Filed under artificial intelligence, Data Science and Analytics



Can you cite an example in real-life where we might have to make use of the median value, instead of the mean?

In most real-life situation, we make use of the mean and average value to predict an unknown variable e.g., in a roll of six dices the likelihood of any number in the dice appearing is 1/6. However, making use of the mean may not be advisable in certain situations.

Let us consider a scenario of campus recruitment for an outgoing batch in an engineering college/university. Students may have to avail of a limited number of choices (often fixed by the institute) / chance to appear for the selection process of a potential employer. Let us say that number is 3 companies. Also, the institute normally bars an ‘already selected candidate’ from appearing in the other lined-up companies.  Suppose a student longs to work in healthcare informatics and analytics. It is quite possible that the best companies to work for in this area are coming to campus towards the end of the recruitment season. Since there is no guarantee of job assurance, how would the candidate devise his strategy, which companies to sit for and which ones to avoid? It is observed that there is a great variance in the pay packet on offer. The best choice for the candidate would be to avoid the highest and the lowest paying companies and appear for companies that offer a mid-range salary. In such situations, median acts as a better measure than mean.


Does strong association always unravel interesting causal relationships?

In the process of Market Basket Analysis, we perform Association rule mining to find items that sell together. Associations that crosses the threshold value of ‘support’ and ‘confidence’ usually uncovers interesting relationships among items that are purchased together by a customer. Sale of computers leading to a sale of security software in significant proportions can be a causal relationship.

At times even though we may discover strong associations, the casual factor can’t be claimed strongly. Data from a particular city may indicate that ‘sale of umbrella’ & ‘number of deaths’ has witnessed an upward trend in recent months. But can we see a causal relationship in this case? It may be noted that ‘sale of umbrella’ has risen owing to rainy season and the surge in the figure of deaths can be as a consequence of floods or any such contributory factors.


Should the sample size be necessarily equal when we are making a comparative study about the potential of two regions for starting a business (for picking the one with better prospects)?

Let us consider a Multinational keen on setting up a tissue business and weighing the prospects of setting it up in an Indian metro city vis-à-vis a European city.
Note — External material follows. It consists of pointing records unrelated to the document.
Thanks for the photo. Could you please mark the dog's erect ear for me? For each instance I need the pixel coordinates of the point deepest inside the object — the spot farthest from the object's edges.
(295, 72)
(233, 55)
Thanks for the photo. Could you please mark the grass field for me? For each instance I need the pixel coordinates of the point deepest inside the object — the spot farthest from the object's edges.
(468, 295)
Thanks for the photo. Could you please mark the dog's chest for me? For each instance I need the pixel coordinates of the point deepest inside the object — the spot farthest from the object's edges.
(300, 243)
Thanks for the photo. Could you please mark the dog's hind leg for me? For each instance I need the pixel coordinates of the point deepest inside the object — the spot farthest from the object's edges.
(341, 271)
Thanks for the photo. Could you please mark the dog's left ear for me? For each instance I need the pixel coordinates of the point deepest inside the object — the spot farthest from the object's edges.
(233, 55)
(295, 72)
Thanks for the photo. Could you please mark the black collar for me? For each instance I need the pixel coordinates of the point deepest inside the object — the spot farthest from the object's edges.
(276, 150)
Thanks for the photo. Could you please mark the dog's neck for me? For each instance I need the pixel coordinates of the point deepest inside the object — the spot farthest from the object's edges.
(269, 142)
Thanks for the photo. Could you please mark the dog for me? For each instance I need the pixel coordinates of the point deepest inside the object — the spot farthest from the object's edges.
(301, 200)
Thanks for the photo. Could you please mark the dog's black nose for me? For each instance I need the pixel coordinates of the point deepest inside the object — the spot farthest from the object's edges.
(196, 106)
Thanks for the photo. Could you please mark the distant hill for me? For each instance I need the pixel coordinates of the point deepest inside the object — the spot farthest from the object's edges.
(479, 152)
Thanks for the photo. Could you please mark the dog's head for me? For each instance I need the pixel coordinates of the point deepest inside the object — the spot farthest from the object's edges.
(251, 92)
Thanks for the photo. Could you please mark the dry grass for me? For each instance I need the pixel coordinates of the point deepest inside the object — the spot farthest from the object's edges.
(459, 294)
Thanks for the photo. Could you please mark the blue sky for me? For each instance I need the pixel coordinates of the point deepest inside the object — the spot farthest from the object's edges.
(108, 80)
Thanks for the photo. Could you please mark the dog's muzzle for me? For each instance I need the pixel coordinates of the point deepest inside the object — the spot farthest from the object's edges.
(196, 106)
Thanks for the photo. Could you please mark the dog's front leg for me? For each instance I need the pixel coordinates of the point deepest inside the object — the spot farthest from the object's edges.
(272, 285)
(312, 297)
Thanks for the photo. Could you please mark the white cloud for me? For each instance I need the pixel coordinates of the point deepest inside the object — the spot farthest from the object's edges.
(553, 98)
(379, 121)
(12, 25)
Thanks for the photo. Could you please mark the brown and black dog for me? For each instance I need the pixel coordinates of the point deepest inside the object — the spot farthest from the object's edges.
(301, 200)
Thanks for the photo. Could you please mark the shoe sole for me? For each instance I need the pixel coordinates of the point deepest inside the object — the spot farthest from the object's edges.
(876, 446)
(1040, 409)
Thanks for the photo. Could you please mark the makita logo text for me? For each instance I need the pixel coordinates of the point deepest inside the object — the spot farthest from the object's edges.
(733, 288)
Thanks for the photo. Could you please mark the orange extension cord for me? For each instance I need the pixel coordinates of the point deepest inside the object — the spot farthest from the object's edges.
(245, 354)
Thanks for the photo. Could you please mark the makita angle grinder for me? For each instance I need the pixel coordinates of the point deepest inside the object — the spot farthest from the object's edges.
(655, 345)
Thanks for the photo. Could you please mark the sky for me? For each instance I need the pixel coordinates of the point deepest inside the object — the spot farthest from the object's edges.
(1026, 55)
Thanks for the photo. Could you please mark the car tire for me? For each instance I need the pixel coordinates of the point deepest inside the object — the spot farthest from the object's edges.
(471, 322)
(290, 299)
Use of the product i.e. , tissue paper is mostly a social one in case of a European city while it may be restricted to the upper segment of society in an Indian metro. Therefore, owing to uniformity, the general sample size for a European city can be less, but owing to this great diversity in the case of an Indian metro, the sample size should be much higher to estimate the true possibilities for the business across the diverse customer segment.   







The questions were a part of/ inspired from a lecture of Mr. Gautam Bannerjee of Computer Brio and his talk on ANALYTICS WITH R delivered at Galgotias University, 9th-13th Dec, 2017


Leave a comment

Filed under Articles, Data Mining, Data Science and Analytics

The power of Social Media Analytics and Data Science …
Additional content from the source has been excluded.